İbn Şeybe’nin bilinen tek eseri ile ilgili olarak Zehebî, ortalama otuz cildi yazılmış olan bu eserin yarım olarak kaldığını ve aslında tamamının 100 tane cildi bulacağını dile getirmiştir. Ayrıca yine o, bundan daha güzel olabilecek bir müsnedin henüz yazılmamış olduğunu; bu eserin, temelde Ammâr bin Yâsir’in yazdığı müsnedini içeren bir tane cüzünü elde ettiğini belirtmiştir.

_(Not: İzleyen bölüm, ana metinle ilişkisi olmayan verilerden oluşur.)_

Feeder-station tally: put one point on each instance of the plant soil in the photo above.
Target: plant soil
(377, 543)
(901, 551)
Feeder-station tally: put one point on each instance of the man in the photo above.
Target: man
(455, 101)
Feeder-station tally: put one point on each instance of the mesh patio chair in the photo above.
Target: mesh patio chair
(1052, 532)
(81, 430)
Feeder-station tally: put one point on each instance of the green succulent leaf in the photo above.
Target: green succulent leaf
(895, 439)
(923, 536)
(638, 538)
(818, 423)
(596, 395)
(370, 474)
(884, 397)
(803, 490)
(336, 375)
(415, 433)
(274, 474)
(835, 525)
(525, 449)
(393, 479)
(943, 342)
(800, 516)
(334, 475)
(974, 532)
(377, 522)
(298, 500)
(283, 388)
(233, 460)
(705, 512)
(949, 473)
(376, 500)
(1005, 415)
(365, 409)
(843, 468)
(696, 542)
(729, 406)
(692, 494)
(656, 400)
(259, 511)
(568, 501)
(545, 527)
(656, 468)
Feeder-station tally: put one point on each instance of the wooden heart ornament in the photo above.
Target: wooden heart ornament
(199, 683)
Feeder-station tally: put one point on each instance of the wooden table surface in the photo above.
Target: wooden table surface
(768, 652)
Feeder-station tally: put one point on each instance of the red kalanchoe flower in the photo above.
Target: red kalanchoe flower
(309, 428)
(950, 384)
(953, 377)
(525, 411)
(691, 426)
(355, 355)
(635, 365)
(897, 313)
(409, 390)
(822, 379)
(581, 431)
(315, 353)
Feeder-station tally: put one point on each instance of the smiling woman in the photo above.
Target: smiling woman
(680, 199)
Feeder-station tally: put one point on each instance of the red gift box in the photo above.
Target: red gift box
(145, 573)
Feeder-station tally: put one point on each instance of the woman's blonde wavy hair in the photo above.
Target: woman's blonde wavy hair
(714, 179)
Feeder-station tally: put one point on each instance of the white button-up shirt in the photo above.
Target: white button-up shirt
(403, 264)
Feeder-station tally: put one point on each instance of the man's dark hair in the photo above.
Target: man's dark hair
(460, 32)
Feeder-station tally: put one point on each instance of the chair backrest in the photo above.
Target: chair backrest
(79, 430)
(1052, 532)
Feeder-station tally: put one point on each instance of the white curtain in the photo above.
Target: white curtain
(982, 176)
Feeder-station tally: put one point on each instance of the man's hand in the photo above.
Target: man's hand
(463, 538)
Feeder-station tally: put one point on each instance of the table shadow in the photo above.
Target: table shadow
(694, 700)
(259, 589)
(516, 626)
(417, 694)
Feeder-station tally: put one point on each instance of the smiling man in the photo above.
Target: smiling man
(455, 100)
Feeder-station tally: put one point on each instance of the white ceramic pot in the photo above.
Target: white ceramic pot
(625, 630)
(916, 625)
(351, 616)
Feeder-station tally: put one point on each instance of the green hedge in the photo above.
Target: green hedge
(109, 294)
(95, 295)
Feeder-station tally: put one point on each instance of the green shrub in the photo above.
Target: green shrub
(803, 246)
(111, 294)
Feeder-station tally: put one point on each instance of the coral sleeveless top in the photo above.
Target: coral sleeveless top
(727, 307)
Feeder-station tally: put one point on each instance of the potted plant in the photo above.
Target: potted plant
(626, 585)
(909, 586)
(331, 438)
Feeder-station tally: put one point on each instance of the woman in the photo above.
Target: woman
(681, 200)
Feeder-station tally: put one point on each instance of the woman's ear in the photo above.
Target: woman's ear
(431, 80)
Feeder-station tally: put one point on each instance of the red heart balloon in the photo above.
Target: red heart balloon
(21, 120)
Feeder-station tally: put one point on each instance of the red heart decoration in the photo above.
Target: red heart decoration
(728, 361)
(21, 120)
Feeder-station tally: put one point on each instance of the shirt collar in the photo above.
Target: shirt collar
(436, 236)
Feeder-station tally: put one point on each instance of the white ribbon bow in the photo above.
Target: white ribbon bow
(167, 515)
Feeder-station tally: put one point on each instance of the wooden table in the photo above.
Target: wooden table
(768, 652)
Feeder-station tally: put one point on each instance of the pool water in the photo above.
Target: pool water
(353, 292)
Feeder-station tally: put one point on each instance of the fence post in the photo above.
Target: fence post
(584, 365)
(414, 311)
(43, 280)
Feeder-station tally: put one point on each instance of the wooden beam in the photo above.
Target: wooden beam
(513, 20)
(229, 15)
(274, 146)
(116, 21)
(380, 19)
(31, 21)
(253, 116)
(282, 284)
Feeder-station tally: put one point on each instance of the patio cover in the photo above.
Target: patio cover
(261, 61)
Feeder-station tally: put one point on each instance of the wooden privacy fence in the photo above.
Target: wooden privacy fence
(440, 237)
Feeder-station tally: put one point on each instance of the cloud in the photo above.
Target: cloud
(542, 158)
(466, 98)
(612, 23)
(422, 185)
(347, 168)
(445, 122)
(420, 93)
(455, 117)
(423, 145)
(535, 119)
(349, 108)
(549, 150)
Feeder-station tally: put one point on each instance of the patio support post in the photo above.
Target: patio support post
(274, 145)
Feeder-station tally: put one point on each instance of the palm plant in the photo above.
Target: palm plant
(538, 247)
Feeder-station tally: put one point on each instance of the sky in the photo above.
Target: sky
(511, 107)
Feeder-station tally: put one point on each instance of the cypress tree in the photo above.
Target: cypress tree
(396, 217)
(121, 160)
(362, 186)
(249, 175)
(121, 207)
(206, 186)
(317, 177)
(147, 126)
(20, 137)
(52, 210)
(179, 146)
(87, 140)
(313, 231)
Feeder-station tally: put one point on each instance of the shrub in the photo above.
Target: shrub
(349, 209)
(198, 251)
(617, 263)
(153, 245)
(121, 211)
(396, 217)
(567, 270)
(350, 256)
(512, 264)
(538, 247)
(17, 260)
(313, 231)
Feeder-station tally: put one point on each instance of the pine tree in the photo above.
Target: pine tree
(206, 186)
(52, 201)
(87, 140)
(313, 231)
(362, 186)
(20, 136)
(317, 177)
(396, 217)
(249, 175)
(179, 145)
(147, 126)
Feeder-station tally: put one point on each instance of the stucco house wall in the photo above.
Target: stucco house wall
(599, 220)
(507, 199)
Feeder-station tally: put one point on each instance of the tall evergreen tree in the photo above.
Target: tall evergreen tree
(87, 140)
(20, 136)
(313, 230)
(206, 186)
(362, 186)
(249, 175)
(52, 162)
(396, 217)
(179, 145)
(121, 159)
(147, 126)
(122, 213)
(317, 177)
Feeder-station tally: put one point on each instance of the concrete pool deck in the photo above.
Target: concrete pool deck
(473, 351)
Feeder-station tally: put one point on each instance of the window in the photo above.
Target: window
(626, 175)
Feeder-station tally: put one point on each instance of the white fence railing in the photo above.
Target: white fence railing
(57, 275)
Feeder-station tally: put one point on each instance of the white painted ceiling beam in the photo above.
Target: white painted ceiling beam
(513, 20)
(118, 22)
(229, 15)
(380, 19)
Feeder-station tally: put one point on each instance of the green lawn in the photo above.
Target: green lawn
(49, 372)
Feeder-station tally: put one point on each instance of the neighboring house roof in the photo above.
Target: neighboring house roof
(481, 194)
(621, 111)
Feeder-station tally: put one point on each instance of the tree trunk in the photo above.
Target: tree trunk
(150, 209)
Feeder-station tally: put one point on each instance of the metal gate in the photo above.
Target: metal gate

İbn Şeybe’nin Tek Eseri İle İlgili Kaynaklarda Geçen Bilgi
İbn Şeybe’nin tek eseri ile ilgili kaynaklarda geçen bilgi, bu eserin tamamlanmış olduğunu gösterir. Yukarıdaki bazı görüşlerin aksine kaynaklarda bu eserin tamamlanmış olduğuna ve yalnızca muallel olan bölümünün ikmal edilememiş olduğuna işaret edilmektedir. Ayrıca bu eser ile ilgili olarak İsmâil Paşa el-Müsned’in görüşüne göre bu eser, toplamda beş ciltten meydana gelir. Kaynaklardaki bilgiye göre bu eser, 200 ciltten oluşmaktadır ve Ebû Hüreyre müsnedi ise Mısır üzerinde bulunmaktadır. Ayrıca Hz.Ali’nin müsnedinin ise toplamda beş cilt olarak kaydedilmiştir. Bu müsnedin “Müsnedü Emîri’l-mü’minîn Ömer bin el-Hattâb” isimli kısmının onuncu cüzü ise Sâmî Haddâd isimli zât tarafından tahkik edilmeden daha öncesinde Kemâl Yûsuf el-Hût tarafından bu şekilde tahkik edilerek yayımlanmıştır. Ancak kitabın başka bölümlerinin günümüze dek ulaşıp ulaşmadığı ise bilinmemektedir.